Selain itu, kalian tahu apa hal yang tidak pernah kuduga, tetapi terjadi kepadaku? Aku mulai menyukai Bahasa Inggris. Hal yang dulunya kuanggap mustahil, sekarang aku mulai menyelaminya. Tentu tidak serta-merta aku bisa suka, di baliknya ada peran orang-orang hebat yang berhasil membuatku jatuh cinta kepada mata pelajaran ini. Menariknya, selama aku berada di bangku SMA, nilai pada mata pelajaran Bahasa Inggris terus meningkat di setiap semesternya dan melampaui Matematika. Mulai dari situ, aku semakin penasaran dengan Bahasa Inggris dan bertekad serius dengan hal tersebut. Kata orang, masa SMA bukan lagi untuk bercanda.

Tekad itu membawaku pada keputusan yang akan kuambil setelah lulus dari SMA. Aku berusaha memahami minat dan bakat yang ada pada diriku, setelah menemukan yang kurasa cocok dan memang itulah diriku, aku mulai serius untuk mempersiapkan langkah selanjutnya. Dari kecil aku punya mimpi untuk bisa berkuliah, kurasa waktu ini adalah waktunya bersungguh-sungguh untuk berusaha mewujudkan mimpi itu. Kepada ibuku tersayang, aku berterima kasih banyak karena engkau sudah memberiku inspirasi untuk terus dan terus menuntut ilmu setinggi apa pun.

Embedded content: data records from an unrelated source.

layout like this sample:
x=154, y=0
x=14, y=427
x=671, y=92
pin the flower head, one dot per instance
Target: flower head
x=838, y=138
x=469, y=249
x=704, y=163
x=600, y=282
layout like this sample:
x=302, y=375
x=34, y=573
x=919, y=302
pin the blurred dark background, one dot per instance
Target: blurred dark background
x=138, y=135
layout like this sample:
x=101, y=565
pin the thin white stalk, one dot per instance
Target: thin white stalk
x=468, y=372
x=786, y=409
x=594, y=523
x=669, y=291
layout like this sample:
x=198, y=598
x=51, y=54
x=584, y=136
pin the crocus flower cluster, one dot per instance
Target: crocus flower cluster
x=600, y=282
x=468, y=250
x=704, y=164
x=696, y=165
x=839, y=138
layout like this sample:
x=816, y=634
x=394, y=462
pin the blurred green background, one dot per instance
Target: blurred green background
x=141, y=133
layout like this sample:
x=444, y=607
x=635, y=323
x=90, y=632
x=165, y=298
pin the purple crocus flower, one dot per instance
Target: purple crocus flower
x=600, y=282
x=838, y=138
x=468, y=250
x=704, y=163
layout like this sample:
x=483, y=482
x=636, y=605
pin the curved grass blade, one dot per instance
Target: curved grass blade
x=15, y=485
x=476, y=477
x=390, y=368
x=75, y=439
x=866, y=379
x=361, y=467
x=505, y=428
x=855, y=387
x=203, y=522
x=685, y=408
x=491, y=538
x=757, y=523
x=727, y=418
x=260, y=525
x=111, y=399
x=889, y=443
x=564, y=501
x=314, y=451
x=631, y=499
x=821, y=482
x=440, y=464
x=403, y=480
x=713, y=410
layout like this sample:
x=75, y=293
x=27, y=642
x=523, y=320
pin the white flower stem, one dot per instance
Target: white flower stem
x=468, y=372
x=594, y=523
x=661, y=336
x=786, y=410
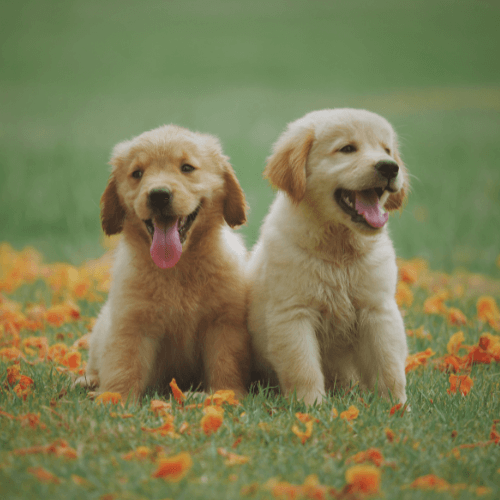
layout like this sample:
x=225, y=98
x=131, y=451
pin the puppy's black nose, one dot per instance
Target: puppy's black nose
x=160, y=198
x=387, y=169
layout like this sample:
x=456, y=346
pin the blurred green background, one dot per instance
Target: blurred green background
x=77, y=77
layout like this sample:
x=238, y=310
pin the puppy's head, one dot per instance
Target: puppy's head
x=163, y=183
x=345, y=164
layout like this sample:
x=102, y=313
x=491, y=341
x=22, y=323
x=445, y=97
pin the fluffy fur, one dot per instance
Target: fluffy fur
x=187, y=321
x=321, y=306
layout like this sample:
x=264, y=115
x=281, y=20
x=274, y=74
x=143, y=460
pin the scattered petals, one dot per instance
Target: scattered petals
x=212, y=419
x=174, y=468
x=177, y=393
x=232, y=458
x=420, y=358
x=43, y=475
x=221, y=397
x=455, y=342
x=364, y=479
x=462, y=383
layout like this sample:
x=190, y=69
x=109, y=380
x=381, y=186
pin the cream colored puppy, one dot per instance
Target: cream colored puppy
x=323, y=273
x=177, y=303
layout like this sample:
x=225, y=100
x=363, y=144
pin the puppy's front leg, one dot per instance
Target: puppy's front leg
x=293, y=352
x=382, y=350
x=226, y=357
x=128, y=356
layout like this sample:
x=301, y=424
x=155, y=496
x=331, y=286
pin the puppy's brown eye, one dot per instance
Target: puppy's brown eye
x=187, y=168
x=350, y=148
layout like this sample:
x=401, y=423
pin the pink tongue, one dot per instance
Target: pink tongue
x=367, y=204
x=166, y=248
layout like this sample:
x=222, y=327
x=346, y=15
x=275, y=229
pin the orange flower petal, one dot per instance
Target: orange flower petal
x=456, y=316
x=109, y=397
x=430, y=482
x=176, y=392
x=364, y=479
x=350, y=414
x=462, y=383
x=212, y=420
x=455, y=342
x=174, y=468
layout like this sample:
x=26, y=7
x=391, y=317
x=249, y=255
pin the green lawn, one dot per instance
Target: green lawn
x=77, y=77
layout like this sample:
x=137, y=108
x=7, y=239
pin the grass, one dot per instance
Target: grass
x=445, y=435
x=78, y=78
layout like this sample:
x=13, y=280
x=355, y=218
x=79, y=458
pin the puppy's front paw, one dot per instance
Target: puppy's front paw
x=87, y=382
x=310, y=397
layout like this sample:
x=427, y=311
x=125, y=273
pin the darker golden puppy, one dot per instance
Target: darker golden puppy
x=176, y=307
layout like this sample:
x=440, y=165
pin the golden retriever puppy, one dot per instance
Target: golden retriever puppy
x=176, y=307
x=323, y=272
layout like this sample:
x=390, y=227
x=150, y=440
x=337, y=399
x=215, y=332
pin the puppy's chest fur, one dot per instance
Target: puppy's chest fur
x=336, y=299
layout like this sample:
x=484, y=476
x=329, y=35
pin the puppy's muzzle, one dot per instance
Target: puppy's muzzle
x=387, y=169
x=160, y=200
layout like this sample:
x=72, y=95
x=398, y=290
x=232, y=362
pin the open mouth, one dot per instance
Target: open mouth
x=365, y=207
x=168, y=236
x=183, y=224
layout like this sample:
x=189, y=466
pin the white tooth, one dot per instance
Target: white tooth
x=384, y=197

Waktu cepat sekali berjalan, bulan-bulan seleksi masuk perguruan tinggi pun tiba. Aku mendapat kuota untuk bisa mencoba mendaftar melalui jalur rapor karena nilaiku cukup baik. Sempat ada selisih pendapat terkait jurusan yang ingin kuambil dengan apa yang diinginkan orang tua. Aku hampir menyerah, tetapi aku teringat tekad yang sudah bulat dan berkat komunikasi yang dingin, aku mendapat izin untuk memilih jurusan seusai yang kuingin.

Katanya, ada banyak faktor yang dipertimbangkan untuk bisa lolos di jalur ini. Faktornya pun simpang siur apa saja. Kalau dibandingkan dengan apa yang orang-orang katakan, aku punya beberapa faktor yang menyebabkan kecilnya peluang untuk lolos. Dari situ aku berkecil hati dan memilih tidak terlalu berharap. Namun, aku tak henti berdoa. Semua yang ada di dunia ini adalah milik Tuhan. Jadi, untuk mendapatkan sesuatu di dunia ini, kita harus berusaha merayu yang punya, bukan?

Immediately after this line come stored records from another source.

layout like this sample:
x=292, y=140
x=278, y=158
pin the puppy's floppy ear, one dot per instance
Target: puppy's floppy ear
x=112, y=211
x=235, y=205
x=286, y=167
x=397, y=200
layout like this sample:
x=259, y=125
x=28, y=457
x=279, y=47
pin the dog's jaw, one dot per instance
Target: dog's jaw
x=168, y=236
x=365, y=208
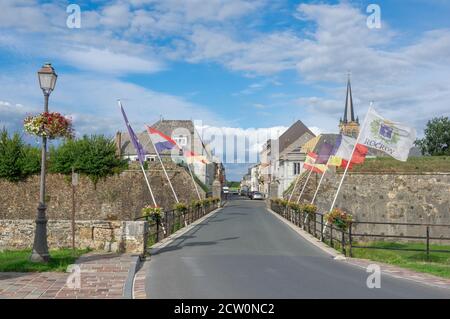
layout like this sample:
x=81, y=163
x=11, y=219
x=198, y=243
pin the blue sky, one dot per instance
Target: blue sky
x=238, y=64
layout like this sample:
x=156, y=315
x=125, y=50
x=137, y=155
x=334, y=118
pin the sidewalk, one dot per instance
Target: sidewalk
x=102, y=276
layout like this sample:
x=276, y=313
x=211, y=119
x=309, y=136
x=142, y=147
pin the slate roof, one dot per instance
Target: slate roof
x=297, y=130
x=168, y=127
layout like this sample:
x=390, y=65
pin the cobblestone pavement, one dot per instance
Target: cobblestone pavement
x=139, y=282
x=101, y=276
x=423, y=278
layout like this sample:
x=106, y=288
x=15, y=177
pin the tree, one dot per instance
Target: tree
x=17, y=160
x=437, y=137
x=10, y=156
x=93, y=156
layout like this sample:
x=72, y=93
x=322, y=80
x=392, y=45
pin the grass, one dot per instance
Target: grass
x=19, y=260
x=438, y=264
x=427, y=164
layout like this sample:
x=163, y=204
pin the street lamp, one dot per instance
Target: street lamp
x=47, y=81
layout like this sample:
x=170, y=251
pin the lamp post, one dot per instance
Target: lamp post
x=47, y=81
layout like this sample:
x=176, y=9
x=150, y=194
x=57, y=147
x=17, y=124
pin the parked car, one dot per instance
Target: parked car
x=257, y=196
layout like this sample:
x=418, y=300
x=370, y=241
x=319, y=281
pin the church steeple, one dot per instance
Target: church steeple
x=349, y=125
x=349, y=115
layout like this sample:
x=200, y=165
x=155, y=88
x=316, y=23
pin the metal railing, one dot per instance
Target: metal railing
x=349, y=239
x=172, y=221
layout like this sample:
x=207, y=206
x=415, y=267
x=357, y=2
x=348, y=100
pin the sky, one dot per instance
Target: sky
x=240, y=66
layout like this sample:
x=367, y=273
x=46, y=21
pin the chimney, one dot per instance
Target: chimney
x=119, y=144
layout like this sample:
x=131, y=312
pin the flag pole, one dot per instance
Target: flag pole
x=295, y=186
x=193, y=180
x=304, y=186
x=318, y=186
x=148, y=184
x=140, y=163
x=165, y=172
x=347, y=166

Benar, "katanya" adalah kata yang belum bisa dipastikan kebenarannya sampai kita tahu dan kita merasakannya sendiri. Dari banyak "katanya" yang sempat mengecilkan mimpiku, sekarang mimpi itu bersinar terang. Sore itu hujan, aku masih ingat, dengan nyali yang tidak begitu besar, aku membuka pengumuman kelolosan. Pada tahun itu, warna biru adalah lolos dan merah berarti sebaliknya.

Dengan mata yang sedikit mengintip, aku dapat melihat warna kesukaanku terpampang di layar. Refleks aku berteriak, antara terkejut dan tidak percaya. Ibu, Bapak, aku berhasil lolos di jurusan yang bahkan aku sempat benci dengan apa yang ada di jurusan itu. 

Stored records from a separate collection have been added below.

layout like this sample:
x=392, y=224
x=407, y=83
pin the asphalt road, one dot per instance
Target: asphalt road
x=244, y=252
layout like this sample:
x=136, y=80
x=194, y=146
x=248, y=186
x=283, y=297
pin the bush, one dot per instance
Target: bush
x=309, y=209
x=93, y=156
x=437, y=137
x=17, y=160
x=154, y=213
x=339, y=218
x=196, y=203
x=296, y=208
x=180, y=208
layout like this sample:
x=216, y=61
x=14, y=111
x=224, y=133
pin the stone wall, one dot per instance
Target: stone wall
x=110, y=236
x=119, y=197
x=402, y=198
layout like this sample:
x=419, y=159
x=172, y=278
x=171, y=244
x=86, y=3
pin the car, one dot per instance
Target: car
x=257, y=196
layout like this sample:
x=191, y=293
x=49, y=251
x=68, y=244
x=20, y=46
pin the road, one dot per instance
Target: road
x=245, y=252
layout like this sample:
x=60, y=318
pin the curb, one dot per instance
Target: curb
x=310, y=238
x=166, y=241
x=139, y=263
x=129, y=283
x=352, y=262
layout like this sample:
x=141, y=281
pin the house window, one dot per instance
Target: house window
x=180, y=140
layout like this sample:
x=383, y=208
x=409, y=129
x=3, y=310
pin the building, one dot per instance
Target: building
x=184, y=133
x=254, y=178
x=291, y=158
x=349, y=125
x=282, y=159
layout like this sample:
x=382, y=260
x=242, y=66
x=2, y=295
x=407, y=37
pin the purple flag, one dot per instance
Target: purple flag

Sekarang, aku resmi menjadi mahasiswa Sastra Inggris. Aku tidak pernah menaruh prasangka bisa sampai di sini. Aku tidak pernah menyangka bisa menikmati hal yang pernah kubenci. Namun, aku tahu, semua sudah diatur oleh-Nya; Pemilik Rencana Terbaik, Yang Maha Membolak-balikkan hati manusia.

Hal-hal yang terjadi di luar perkiraan dan perhitunganku, semalam kucoba kaitkan dengan kalimat yang diucapkan oleh Forrest di film Forrest Gump. Hidup itu seperti sebuah kotak cokelat, itu benar. Kita tidak akan pernah tahu apa yang akan kita dapat. Di dalam kotak itu, ada berbagai jenis cokelat, yang tentunya masing-masing punya karakteristik sendiri dan ada yang kita suka serta tidak suka. Begitu juga dengan hidup, setiap fase punya rasa tersendiri, mungkin kadang kita dapat senang, kadang dapat sedih, kadang rasa yang lain. Kurasa, seperti halnya cokelat yang hadirnya untuk dinikmati, hidup pun begitu. Apa pun rasa yang didapat, entah yang kita suka atau tidak, kita harus tetap menikmatinya, menjalaninya dengan semaksimal yang kita bisa.

Setelah usaha yang kita berikan, yang selanjutnya adalah belajar menerima. Semua yang terjadi pada kita, tidak lain dan tidak bukan sudah menjadi ketetapan-Nya. 


Kamu telah mencapai bab terakhir yang dipublikasikan.

⏰ Terakhir diperbarui: Sep 20, 2023 ⏰

Tambahkan cerita ini ke Perpustakaan untuk mendapatkan notifikasi saat ada bab baru!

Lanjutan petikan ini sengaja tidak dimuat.